Quarto suspeito no assassinato de tenente da Rota é preso em SP: bastidores da operação
A Polícia Civil de São Paulo prendeu o quarto suspeito de participar do assassinato do tenente da Rota, ocorrido em maio. A prisão, realizada na zona sul da capital, foi mantida sob sigilo até a conclusão das diligências. O suspeito, que não teve o nome divulgado, foi localizado
Quarto suspeito no assassinato de tenente da Rota é preso em SP: bastidores da operação
A Polícia Civil de São Paulo prendeu o quarto suspeito de participar do assassinato do tenente da Rota, ocorrido em maio. A prisão, realizada na zona sul da capital, foi mantida sob sigilo até a conclusão das diligências. O suspeito, que não teve o nome divulgado, foi localizado após cruzamento de dados de inteligência e denúncias anônimas. A investigação aponta que ele seria o responsável por dar cobertura aos atiradores. A Secretaria da Segurança Pública (SSP-SP) confirmou a prisão em nota oficial, mas não detalhou a participação de cada um dos envolvidos. O quarto suspeito no assassinato de tenente da Rota é preso em SP, e o caso segue em segredo de justiça.
Como a Polícia Civil chegou ao quarto suspeito
A apuração começou com a análise de imagens de câmeras de segurança e oitivas de testemunhas. A Polícia Civil de São Paulo utilizou o sistema Detecta, que cruza placas de veículos e dados de telefonia, para rastrear a movimentação dos envolvidos. Segundo fontes da investigação, o quarto suspeito foi identificado por uma denúncia anônima que apontava sua participação no crime. A prisão foi cumprida por equipes do DHPP (Departamento de Homicídios e Proteção à Pessoa), que não divulgaram detalhes para não comprometer outras fases da operação.
O papel do suspeito na trama
De acordo com a SSP-SP, o suspeito teria atuado como "olheiro" e dado cobertura aos atiradores, informando a movimentação de viaturas e garantindo a rota de fuga. A investigação ainda não confirmou se ele tinha envolvimento direto com facções criminosas, mas há indícios de que o crime foi encomendado. O DHPP trabalha com a hipótese de que o tenente foi alvo por sua atuação em operações de combate ao crime organizado na zona sul.
Cronologia do crime: do ataque à prisão do quarto suspeito
O tenente da Rota foi morto a tiros no dia 15 de maio, na zona sul de São Paulo, quando saía de casa. Os três primeiros suspeitos foram presos nos dias seguintes, em flagrante ou por mandado. O quarto suspeito estava foragido desde então. A prisão ocorreu em 10 de junho, em uma operação conjunta do DHPP e da Força Tática. A SSP-SP informou que o suspeito estava com um mandado de prisão temporária em aberto e foi localizado em uma residência no bairro do Jabaquara.

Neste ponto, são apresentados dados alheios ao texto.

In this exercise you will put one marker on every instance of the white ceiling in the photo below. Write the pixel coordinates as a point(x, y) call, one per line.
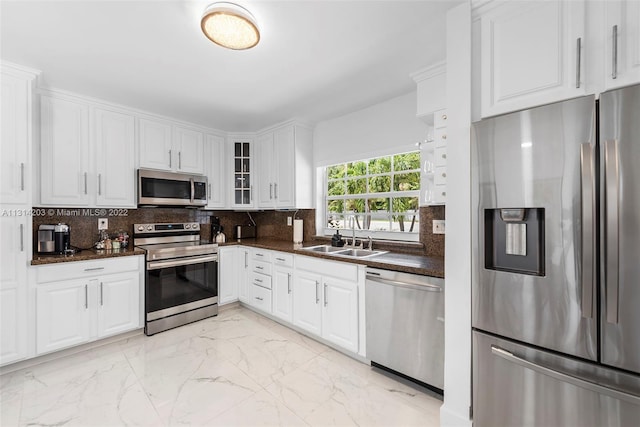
point(315, 59)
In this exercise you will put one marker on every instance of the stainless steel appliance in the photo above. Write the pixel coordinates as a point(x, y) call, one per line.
point(181, 284)
point(46, 240)
point(555, 275)
point(405, 324)
point(157, 188)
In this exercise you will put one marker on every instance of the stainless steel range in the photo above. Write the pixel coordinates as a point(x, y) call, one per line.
point(181, 284)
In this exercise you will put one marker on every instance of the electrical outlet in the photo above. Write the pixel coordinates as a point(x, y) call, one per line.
point(438, 226)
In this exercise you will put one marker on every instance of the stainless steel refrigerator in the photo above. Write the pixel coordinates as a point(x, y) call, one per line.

O que se sabe sobre os outros suspeitos
Os três primeiros presos são apontados como executores diretos do crime. Um deles, segundo a polícia, confessou a participação e detalhou a divisão de tarefas. A investigação aponta que o grupo agiu com premeditação e usou veículos roubados para fugir. Todos os suspeitos têm passagem pela polícia por roubo e tráfico de drogas. A Justiça decretou a prisão preventiva dos quatro, e o inquérito deve ser concluído em até 30 dias.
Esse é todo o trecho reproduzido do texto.